The two primary factors for statistical analysis were the material of construction and the test substance. The data were analyzed
to determine if there were any trends or relationships that might be leveraged to reduce testing without compromising quality.
The statistical methods used included analysis of variance to compare recovery factors across substances and materials. Variance
components analysis estimated variance across sites and repeated tests. Least squares means estimated average recovery factors
adjusted for different materials and substances and confidence intervals around those averages. Exploratory data analysis
identified the primary causes of differences in recovery factors.
Results and discussion
Assumptions in recovery-data analysis. Although standardized methods for recovery exist throughout the company, each site that conducted recovery studies implemented
these procedures with different equipment, personnel, and slight modifications to the methods and swab technique. For the
purposes of this analysis, these differences were all combined into a site-to-site variance component. Specific causes of
variation among sites were not explored.
This data analysis was performed with available data from routine recovery studies at each site.

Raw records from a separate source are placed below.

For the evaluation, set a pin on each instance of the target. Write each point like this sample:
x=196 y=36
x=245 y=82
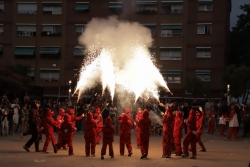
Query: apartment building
x=190 y=38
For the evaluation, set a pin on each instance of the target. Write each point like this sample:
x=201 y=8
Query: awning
x=79 y=51
x=81 y=6
x=202 y=72
x=172 y=2
x=205 y=2
x=24 y=51
x=52 y=4
x=174 y=72
x=50 y=50
x=171 y=27
x=115 y=5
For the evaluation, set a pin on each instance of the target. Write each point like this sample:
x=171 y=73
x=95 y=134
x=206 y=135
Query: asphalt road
x=219 y=153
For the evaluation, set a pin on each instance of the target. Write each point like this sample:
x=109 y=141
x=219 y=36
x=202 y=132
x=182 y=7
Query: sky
x=236 y=10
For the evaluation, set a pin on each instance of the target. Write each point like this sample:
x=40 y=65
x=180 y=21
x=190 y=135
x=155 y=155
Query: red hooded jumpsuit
x=178 y=126
x=190 y=137
x=90 y=134
x=144 y=124
x=99 y=122
x=199 y=125
x=66 y=132
x=108 y=137
x=168 y=127
x=48 y=124
x=138 y=117
x=125 y=133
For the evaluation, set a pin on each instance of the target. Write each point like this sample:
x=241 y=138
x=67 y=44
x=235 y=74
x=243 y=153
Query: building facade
x=190 y=38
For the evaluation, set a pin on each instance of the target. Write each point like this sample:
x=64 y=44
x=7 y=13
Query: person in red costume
x=200 y=117
x=138 y=117
x=66 y=132
x=90 y=135
x=144 y=125
x=47 y=126
x=190 y=137
x=178 y=126
x=60 y=119
x=108 y=138
x=99 y=121
x=211 y=120
x=233 y=124
x=125 y=133
x=168 y=127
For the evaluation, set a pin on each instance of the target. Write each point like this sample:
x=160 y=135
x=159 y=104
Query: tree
x=239 y=80
x=239 y=39
x=196 y=87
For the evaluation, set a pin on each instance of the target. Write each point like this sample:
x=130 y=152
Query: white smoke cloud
x=118 y=55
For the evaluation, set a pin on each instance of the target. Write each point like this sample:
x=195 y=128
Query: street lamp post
x=70 y=89
x=59 y=81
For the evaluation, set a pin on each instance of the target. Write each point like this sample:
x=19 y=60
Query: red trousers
x=190 y=138
x=65 y=141
x=104 y=147
x=177 y=143
x=90 y=147
x=167 y=141
x=98 y=135
x=233 y=130
x=144 y=143
x=138 y=138
x=124 y=141
x=198 y=140
x=48 y=138
x=222 y=129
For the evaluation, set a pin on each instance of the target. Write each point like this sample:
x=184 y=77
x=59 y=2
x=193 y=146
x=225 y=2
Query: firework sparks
x=118 y=55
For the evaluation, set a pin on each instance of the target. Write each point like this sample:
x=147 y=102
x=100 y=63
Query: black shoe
x=26 y=148
x=129 y=154
x=143 y=155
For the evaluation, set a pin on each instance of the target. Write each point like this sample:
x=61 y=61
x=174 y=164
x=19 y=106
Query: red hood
x=108 y=121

There was no attempt to
collect data in a structure, so the data were not balanced across materials, substances, or sites. For example, a particular
product may have been studied on only one material at one site. This approach made it difficult to separate recovery differences
based on materials from recovery differences attributed to substances or sites. Analysis of variance on unbalanced data is
analogous to building a table with legs of unequal height. Although differences may be detected between substances or materials,
they are more difficult to support if the data structure is not well balanced across test conditions.
Analysis of data from such undesigned data sets can identify differences between substances and materials, but it does not
provide strong support for cause-and-effect relationships. Follow-up designed experiments will test the hypotheses generated
from this initial data exploration.
The data set used for this analysis, shown in Table I, consisted of 1262 RF values obtained for 48 different substances tested
on 29 different materials. The mean RF was 80 and ranged from 3 to 154. Although the majority of the substances tested were
products (APIs and formulated drug substances), detergents were also tested. There were 1072 RF values available for 42 products
and 190 RF values available for 6 different detergents.

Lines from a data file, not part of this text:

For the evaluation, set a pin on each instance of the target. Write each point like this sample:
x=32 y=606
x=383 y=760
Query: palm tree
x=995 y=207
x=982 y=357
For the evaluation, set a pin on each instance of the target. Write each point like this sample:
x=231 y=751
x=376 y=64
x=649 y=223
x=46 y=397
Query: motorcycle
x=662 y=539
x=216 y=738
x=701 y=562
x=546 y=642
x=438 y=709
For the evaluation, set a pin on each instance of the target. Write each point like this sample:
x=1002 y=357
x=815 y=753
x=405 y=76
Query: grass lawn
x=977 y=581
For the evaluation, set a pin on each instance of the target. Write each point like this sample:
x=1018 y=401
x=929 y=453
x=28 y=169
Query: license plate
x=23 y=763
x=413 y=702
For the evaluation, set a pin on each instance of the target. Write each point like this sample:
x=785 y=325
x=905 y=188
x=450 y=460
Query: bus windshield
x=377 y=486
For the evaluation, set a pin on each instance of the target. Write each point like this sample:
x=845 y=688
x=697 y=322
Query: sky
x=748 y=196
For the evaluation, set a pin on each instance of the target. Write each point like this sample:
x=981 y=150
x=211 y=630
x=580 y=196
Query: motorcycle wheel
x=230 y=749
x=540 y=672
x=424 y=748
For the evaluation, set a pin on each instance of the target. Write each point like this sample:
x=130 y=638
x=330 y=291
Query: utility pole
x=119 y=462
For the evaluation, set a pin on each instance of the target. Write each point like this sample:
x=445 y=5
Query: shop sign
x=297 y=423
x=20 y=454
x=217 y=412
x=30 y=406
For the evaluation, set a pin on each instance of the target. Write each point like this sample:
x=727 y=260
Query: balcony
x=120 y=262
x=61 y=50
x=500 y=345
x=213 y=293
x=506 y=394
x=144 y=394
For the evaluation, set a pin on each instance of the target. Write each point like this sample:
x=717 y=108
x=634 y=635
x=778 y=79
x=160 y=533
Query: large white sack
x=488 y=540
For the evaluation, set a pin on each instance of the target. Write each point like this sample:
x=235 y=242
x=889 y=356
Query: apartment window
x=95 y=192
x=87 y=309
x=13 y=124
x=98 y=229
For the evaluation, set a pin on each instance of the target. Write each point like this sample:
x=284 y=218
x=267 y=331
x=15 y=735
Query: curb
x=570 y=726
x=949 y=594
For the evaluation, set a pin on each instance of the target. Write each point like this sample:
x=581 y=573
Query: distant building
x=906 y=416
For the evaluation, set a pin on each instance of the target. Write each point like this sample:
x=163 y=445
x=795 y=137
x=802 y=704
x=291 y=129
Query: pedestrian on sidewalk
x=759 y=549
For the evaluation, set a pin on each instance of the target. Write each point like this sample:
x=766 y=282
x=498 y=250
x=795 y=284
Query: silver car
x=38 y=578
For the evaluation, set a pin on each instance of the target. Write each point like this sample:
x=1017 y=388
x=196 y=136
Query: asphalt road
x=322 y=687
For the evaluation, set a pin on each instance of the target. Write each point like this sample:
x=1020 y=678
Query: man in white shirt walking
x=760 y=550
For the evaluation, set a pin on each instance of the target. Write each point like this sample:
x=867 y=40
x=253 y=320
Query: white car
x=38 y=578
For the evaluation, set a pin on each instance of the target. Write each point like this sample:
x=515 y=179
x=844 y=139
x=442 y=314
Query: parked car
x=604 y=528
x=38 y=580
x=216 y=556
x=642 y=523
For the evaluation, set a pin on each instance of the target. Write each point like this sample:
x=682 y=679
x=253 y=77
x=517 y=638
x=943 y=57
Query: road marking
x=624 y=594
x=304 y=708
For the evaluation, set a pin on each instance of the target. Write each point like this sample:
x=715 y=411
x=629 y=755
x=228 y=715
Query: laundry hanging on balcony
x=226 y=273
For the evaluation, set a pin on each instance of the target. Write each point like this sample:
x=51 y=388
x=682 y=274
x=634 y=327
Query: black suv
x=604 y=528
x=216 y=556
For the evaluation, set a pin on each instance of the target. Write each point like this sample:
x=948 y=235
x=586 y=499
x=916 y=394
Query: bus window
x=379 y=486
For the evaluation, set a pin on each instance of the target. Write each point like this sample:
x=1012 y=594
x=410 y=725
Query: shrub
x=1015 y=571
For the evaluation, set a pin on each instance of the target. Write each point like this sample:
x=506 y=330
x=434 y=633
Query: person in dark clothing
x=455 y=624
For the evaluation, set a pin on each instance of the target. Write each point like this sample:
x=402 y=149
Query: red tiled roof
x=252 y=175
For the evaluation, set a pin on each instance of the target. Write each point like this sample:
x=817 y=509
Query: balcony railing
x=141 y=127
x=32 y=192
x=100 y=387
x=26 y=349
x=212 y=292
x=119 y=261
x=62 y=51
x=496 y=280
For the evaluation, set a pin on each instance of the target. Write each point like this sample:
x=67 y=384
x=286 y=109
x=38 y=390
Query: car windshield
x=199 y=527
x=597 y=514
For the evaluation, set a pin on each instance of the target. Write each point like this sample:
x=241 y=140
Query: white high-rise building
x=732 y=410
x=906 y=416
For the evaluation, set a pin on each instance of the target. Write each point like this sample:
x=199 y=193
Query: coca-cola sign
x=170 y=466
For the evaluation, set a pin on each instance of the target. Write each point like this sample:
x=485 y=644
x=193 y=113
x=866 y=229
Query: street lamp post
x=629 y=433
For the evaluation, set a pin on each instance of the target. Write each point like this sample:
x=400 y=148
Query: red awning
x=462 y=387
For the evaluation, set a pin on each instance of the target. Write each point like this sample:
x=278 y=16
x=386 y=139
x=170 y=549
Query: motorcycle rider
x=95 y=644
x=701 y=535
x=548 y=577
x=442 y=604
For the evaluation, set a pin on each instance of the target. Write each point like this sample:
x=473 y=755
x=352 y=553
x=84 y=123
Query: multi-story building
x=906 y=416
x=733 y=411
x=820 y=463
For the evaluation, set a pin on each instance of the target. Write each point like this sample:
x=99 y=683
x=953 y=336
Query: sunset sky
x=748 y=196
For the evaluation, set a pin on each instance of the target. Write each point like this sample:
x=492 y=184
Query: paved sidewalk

Table I: Detergents and products tested.
The average RF was 13 units higher for detergents than for products. This result agreed with the concept that detergents are
typically formulated to be easily removed from surfaces. The standard deviations for the two groups were similar: 22 units
for detergents and 19 for products. The RF ranged from 30 to 154 for detergents and from 3 to 107 for products, shown in Figure
1, which each color represents a different material group.
Figure 1: Product recoveries by material. (FIGURE 1: MERCK & CO. INC.)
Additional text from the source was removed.